Although the Philippines may lack the military muscle to face off with Beijing in the South China Sea — it does have are friends for backup.
These were the sentiments of Defense Secretary Delfin Lorenzana, who was speaking at the ‘Pilipinas Conference 2018’ in Makati on Friday (December 7).
He said: “It’s still the biggest strength of the Philippines, this alliance with the United States.” Lorenzana was answering a question about President Duterte’s repeated assertions that the Philippines could not go to war with China to defend its territory in the disputed waters.
“In his frustration, I think he said that we can’t fight China but he knows we have some options here,” he added.
The defence chief also cited increased military cooperation with Australia and Japan.
In welcome remarks during the conference, former Ambassador Albert del Rosario said the Philippines should seek action from the United Nations General Assembly to press China to abide by the 2016 Hague ruling. This backed Manila’s claims to part of the waters that have been unilaterally claimed by China.
Since the ruling, which was released shortly after the election of President Duterte, the Malacañang has preferred to build stronger ties with Beijing rather than insist on its rights in the waters.
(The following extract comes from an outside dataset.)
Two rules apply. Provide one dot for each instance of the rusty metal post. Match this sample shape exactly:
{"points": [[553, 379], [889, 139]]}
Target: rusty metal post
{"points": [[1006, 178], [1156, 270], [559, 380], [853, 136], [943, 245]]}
However, since the election of President Trump, US-Philippine relations have seen a marked improvement.
This is likely to be cemented next week with the return of the Balangiga Bells. These were taken as war booty from Eastern Samar in 1901 after a massacre of American troops, followed by bloody reprisals on the local population.
It has now been confirmed that President Duterte will lead the official hand-over ceremony on Tuesday (December 11).